Surgical fires: When surgical errors cause serious burns

This week, the U.S. Food and Drug Administration (FDA) is holding a webinar focused on a surprisingly persistent issue: surgical fires. While fires during surgery may seem like an abnormal occurrence, somewhere between 550 and 650 of these fires occur every year.

Surgical fires are often caused by the high concentrations of oxygen present in operating rooms. Surgical equipment such as lasers and drills can ignite the oxygen while drapes, sponges and even body hair can act as fuel to the fire. This means that patients can catch on fire while under anesthesia on the operating table and suffer serious burns. Many of these injuries are preventable, the result of medical negligence.

Some recent cases involving operating room fires include:

  • A Florida man suffered second-degree burns and hair loss during a 2008 surgery.
  • A New York patient was severely burned on his chest and neck when an electronic scalpel ignited an oxygen supply, causing an explosion.
  • A Pennsylvania woman suffered burns to her face, trachea, lungs and larynx when an anesthetist failed to tell a surgeon that he had administered additional oxygen.
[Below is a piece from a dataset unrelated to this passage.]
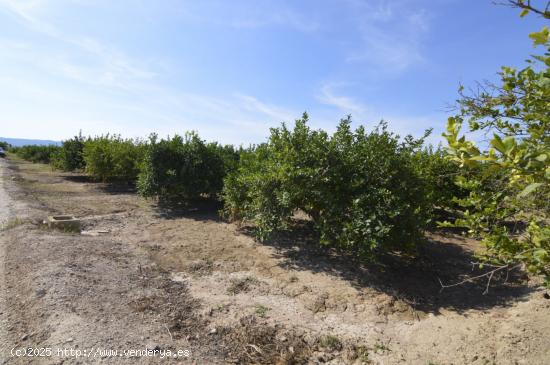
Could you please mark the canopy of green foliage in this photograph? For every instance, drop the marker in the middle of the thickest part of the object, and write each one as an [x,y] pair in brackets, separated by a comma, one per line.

The operating room fire began when the surgeon turned on an electrocautery device, which ignited the drapes.
  • A Washington, D.C., woman was killed after a tracheal operation in which an antiseptic was not given time to dry and caught on fire, causing serious burns to her chest, airway, throat and more.

In many of these surgical fire cases, the hospital, anesthesiologist, surgeon or other medical professionals may be held liable for the injuries their surgical mistakes caused.

The FDA webinar will hopefully help to prevent some of these fires by educating healthcare professionals about how these fires occur and how they can be avoided.